In 1214, on the Feast Day of Exaltation of the Holy Cross, the Latin patriarch of Jerusalem was assassinated during a procession in Acre. The assassin was a disgruntled former master of a hospital in Piedmont, who the patriarch had earlier removed from office for immorality. In the early morning of 17 January 1369, the king of Cyprus, Peter I, was assassinated as he was dressing. Two knights, Philip of Ibelin and Henry of Jubail, burst into his chamber. With one arm in the sleeve of his jacket, the king was helpless as the two men struck him with their knives. The bailiff of the court, who Peter had earlier threatened with execution (the king had been in a perhaps understandable fit of rage because there was no oil for his asparagus!),* carried out the coup de grace, decapitating the dead king and shouting: “You meant to cut off my head, and now I have cut off yours, and all that you threatened has fallen on you." To add insult to injury, a Turcopole who was not even part of the plot but did not wish to find himself on the wrong side, cut off the king’s privates, adding the telling remark: “It is this that cost you your life (always a good line).

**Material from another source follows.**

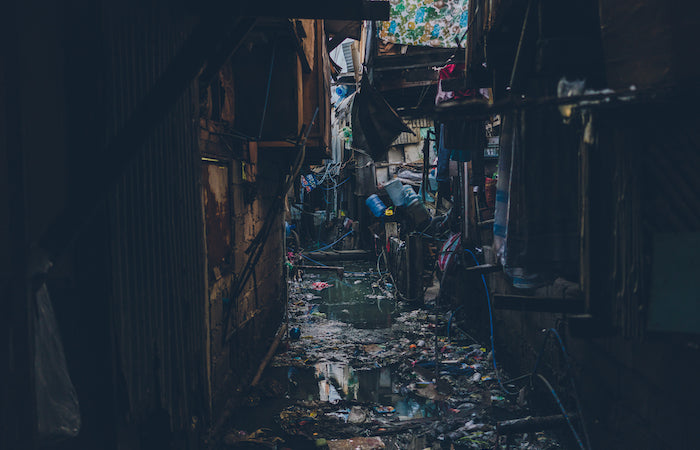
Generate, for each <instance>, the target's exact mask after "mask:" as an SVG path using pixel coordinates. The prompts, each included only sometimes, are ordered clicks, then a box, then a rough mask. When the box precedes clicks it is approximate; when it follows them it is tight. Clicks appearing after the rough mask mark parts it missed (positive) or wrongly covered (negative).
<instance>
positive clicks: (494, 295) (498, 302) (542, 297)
mask: <svg viewBox="0 0 700 450" xmlns="http://www.w3.org/2000/svg"><path fill="white" fill-rule="evenodd" d="M493 307H494V308H495V309H502V310H511V311H539V312H554V313H580V312H583V311H584V308H585V304H584V300H583V299H582V298H581V299H565V298H553V297H534V296H528V295H501V294H495V295H494V296H493Z"/></svg>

These are just two examples of assassinations by disgruntled men, and the lesson we might learn from all this is that people in high places should be very careful about whom they offend - a lesson which might be true for everyone in any time. But of course history is full of examples where there were other motives for assassination than being offended.
During a pleasant walk on a sunny day in 1963, someone spoke to my American born mother, and from her reaction I realised that something significant and terrible had happened. Like many others of my generation, that November day was the first time that I encountered the word "assassination". It was a word, which, with all its heavy baggage, would return rather too frequently over the coming years.
The source of the word is the Persian حشاشين (Hashshashin), the name of a radical, medieval Muslim sect, the Nizārī Ismailis, a mysterious breakaway order of Shia Islam that was established in the late eleventh century and set up its headquarters in isolated mountain fortresses in Persia. By the twelfth century its Syrian branch, centred at the castle of Masyaf, was led by Rāšid ad-Dīn Sinān, known as the Old Man of the Mountain.
In the 1995 BBC documentary, Crusades, in attempting to illustrate the unqualified subservience of these Assassins to their leader, Terry Jones made a comparison with a wonderfully asinine Monty Python sketch about the Queen's Own Kamikaze Highlander Regiment. When ordered to do so, these kilted imbeciles happily jumped to their deaths from the battlements of Edinburgh Castle, just as their officer was being questioned as to how many men there were in the regiment, his answer being progressively fewer. But the delightful, brazen idiocy of the Monty Python sketch is a world away from the incomprehensible acquiescence of members of the Ismaili sect, which seems closer to the suicide terror we are all painfully acquainted with today, the chief difference being that the modern suicide bomber is motivated by a deviation of religious teachings, whereas the Assassins were hired killers of Christians and Muslims alike.
*This wonderful detail is noted in George Hill, A History of Cyprus, vol. 2, Cambridge, 1948, p. 366, n. 3.